First, the venue was impressive. Instead of the usual four- or five-star hotel, the first “Summit on Women and Climate” was hosted at Green Camp, an eco-friendly learning space set in lush, spacious surroundings.
Meals were prepared mainly with ingredients from onsite organic gardens. They were served in an open area, buffet-style, but we cleared the plates ourselves - woven baskets with banana leaves on top. There was even a counter selling delicious ice lollies and cakes, all freshly made.
The open conference room had a soaring bamboo roof. The 80 or so participants sat on soft cushions or chairs in simple white covers. People dressed for comfort; it was refreshing to see not a single person in a suit.
What made this conference really memorable was the participants.

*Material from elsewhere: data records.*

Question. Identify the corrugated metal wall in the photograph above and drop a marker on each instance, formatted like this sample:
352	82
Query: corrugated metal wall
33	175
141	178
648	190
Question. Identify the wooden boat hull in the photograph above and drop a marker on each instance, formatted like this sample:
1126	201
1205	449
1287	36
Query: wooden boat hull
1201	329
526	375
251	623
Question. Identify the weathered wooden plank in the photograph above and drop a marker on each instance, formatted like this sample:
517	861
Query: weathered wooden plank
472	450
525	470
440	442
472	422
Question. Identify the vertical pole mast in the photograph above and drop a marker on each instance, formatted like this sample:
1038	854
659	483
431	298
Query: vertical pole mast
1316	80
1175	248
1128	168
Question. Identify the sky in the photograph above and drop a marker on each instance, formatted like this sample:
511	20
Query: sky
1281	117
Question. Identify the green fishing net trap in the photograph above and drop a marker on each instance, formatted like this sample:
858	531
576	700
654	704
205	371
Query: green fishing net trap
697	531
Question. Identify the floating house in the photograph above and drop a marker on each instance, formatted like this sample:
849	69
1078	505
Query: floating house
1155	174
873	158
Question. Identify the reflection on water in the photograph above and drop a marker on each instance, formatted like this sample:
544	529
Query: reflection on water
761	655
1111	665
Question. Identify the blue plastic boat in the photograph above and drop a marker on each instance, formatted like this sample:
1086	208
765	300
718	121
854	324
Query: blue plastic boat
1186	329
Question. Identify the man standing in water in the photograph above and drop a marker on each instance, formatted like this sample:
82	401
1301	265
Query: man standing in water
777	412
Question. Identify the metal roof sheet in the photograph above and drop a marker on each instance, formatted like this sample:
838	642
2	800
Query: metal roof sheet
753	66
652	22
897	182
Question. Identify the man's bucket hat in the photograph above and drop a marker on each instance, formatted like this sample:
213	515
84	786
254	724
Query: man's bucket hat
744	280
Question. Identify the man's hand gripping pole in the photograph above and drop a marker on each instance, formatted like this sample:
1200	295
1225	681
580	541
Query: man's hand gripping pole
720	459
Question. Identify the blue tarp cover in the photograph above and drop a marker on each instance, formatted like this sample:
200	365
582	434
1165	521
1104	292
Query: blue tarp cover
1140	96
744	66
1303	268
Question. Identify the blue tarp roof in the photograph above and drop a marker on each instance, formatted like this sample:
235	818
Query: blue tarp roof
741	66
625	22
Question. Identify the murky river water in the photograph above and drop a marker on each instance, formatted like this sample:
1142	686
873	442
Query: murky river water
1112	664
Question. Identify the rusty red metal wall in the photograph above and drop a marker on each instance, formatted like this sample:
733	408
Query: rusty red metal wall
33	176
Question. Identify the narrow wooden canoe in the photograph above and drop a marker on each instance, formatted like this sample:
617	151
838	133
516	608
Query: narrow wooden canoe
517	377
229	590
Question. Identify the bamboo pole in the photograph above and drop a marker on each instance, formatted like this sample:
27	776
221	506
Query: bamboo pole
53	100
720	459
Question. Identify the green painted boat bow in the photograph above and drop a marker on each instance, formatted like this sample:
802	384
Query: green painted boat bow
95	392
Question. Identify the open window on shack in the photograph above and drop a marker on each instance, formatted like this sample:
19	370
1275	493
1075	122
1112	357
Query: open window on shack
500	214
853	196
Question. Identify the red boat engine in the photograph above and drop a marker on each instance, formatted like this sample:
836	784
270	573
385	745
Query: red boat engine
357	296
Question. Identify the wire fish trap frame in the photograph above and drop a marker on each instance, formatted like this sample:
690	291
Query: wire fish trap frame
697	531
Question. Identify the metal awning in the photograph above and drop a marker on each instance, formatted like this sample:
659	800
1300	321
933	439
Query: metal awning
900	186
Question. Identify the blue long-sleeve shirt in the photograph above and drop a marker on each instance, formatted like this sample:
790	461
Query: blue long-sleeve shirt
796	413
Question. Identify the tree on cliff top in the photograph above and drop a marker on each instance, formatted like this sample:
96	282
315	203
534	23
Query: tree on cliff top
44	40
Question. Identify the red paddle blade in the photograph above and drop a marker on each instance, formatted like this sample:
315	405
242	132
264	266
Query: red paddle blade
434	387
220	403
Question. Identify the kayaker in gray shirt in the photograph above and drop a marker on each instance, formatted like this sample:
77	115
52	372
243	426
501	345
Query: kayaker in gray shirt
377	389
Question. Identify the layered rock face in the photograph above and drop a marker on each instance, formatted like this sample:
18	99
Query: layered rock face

Co-organised by Global Greengrants Fund and the International Network of Women’s Funds (INWF), it was the first such meeting to focus on grassroots women leaders who are making a real difference on the ground, whether in fighting deforestation, defending land rights or initiating climate adaptation programmes. In the process, they have put their own lives at risk.
Most of them have had to fund their activism themselves. Many have had no support beyond a few thousand dollars in small grants – at a time when an estimated $359 billion in climate funding was available at the last count.
Against all odds, these women leaders have managed to bring the management of forests back to local communities, forced deep-pocketed and politically connected mining companies, farmers and ranchers to get off their land, and led the relocation of Pacific islanders to a place less affected by climate change.
They have little financial reward for all their work – just the knowledge that their communities can now live dignified, sustainable lives as a result.
WALKING THE TALK
The Bali Summit was a chance for them to share experiences and ideas and come up with a plan to get their voices heard more widely. Small grant donors were there too. The atmosphere was friendly, positive and supportive.
It was in stark contrast to the big United Nations-led climate meetings I’ve covered, where inspiration can be in short supply and countries group together based on wealth and/or geography.
These events are usually held in big, swanky venues and attended by men in grey suits. Women made up only about a third of national delegations between 2008 and 2012.
These conferences are also tedious and often bad-tempered. At one meeting in Bangkok a few years ago, the negotiators - holding the future of our planet in their hands - spent two whole days bickering over the agenda.
Don’t just take my word for it.
David Fogarty, who used to be Reuters’ climate change correspondent, has similar memories, and he’s covered dozens of rounds of climate negotiations, called Conference of the Parties (COP).
“The thing that always got me was the lack of progress at COPs, despite the intense debates and back-room dealing,” he said.
“Everything was so caught up in procedural manoeuvring by blocs of nations, the long and bitter arguments over the wording of draft texts, the shameful watering down of ambition time after time, the endless bickering over who should cut emissions the most because of historical responsibilities,” he added.
Of course, the COP is not directly comparable with a grassroots summit - one is focused on the big picture and involves hundreds of people, while the other is all about the reality on the ground. But surely the disconnect should not be this wide when they share the same goal of managing climate change?
The Bali meeting may have lacked power and money, but it was full of heart and brains - intelligence, commitment and a “get on with it” attitude. And it gave this conference-jaded reporter a much-needed dose of optimism.